All of that should make plain another facet of fascism: truth and consistency are foreign lands for the fascist leader.

But we must not lose sight of the principle driving force of fascism: it came about as a reaction to a radical, if not revolutionary movement: communism (or Marxism, in general, or even socialism). It existed within that context, alone, as a counter-radicalism that promised to preserve a reality that never actually existed (while of course communism promised a reality that never could actually exist). This, I think, is the only way to understand fascism. As a term to describe current events, policies, or people, it is practically useless. Despite the turmoil around the globe, despite populist-style movements taking hold in Europe, the U.S., and elsewhere, there is no fascism or true fascist in today's world.

The one caveat: Muslim nations may be experiencing fascism after a fashion, wherein the revolutionary/radical ideology that is producing a counter-radicalism is not communism, but rather liberalism. But this is a tough nut to crack in the moment, especially for someone like me who is no expert on the histories of these nations, nor on Islam. So I'll leave that discussion alone for now.

Getting back to the use of fascism in general, I guess it's only fair to point to the current President-elect of the United States—Donald Trump—and ask the question: is Trump a fascist? Because there are a lot of people—many of them very well educated—proclaiming that this is the case.

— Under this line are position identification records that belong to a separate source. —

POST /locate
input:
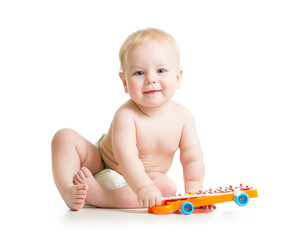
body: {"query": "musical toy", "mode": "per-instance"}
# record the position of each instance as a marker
(187, 202)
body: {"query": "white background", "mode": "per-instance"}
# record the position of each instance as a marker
(59, 68)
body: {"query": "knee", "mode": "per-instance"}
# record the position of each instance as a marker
(62, 136)
(164, 183)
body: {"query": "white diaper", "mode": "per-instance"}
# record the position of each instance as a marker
(110, 179)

After all, Trump is pushing an uber-nationalism, he is promoting the idea of "returning" America to greatness (an unspecified, unreal moment), his spiel is clearly a populist one, he's doing a lot of "othering," his election was clearly a reactionary event, and he's hardly consistent or always truthful in what he says.

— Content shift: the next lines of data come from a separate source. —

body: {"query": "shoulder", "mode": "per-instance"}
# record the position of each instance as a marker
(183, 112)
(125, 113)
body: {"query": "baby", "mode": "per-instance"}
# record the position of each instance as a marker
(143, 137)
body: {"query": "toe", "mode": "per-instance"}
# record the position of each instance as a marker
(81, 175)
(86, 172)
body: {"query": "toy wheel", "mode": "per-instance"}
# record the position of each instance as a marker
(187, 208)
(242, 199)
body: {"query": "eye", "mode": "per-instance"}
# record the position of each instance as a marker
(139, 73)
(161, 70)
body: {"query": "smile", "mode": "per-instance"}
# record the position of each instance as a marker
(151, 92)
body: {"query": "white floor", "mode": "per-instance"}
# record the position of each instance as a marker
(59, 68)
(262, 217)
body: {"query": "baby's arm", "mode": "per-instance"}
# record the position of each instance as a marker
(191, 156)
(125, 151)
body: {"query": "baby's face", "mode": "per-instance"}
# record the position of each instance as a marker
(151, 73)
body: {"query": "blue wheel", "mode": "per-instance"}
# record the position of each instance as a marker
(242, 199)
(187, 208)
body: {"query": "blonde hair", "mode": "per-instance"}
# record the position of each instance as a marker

One can—based on the guidelines I have provided—make a very convincing case that "Trumpism" is equal to fascism. But one could also make a very convincing case that Trumpism is simply about trying to tap into populist and nationalistic sentiment (along with some xenophobia) as a means to win an election.  The key is in the radical ideology for which Trumpism represents a counter-radicalism. Or rather, it's in the lack of one, unless one wants to disingenuously suppose that somehow Obamacare is a radical ideology. But I think that's so much of a stretch as to be quite silly.

No, Trump is not a fascist, anymore than Andy Jackson was a fascist, or anymore than FDR was a fascist. Or a host of other successful populist leaders.

Want to know what a fascist sounds like? Read this piece by Benito Mussolini. That's what a fascist sounds like, a lot of pseudo-intellectual bullshit designed to counteract the pseudo-intellectual bullshit that was being propagated by Marxists. For instance:
Anti-individualistic, the Fascist conception of life stresses the importance of the State and accepts the individual only in so far as his interests coincide with those of the State, which stands for the conscience and the universal, will of man as a historic entity. It is opposed to classical liberalism which arose as a reaction to absolutism and exhausted its historical function when the State became the expression of the conscience and will of the people. Liberalism denied the State in the name of the individual; Fascism reasserts the rights of the State as expressing the real essence of the individual.
Sorry, but this is not Donald Trump. This is not any current political leader of any significance. And that's because there is no one successfully pushing a different but equally radical totalitarian angle, albeit one that dismisses the State as a critical entity.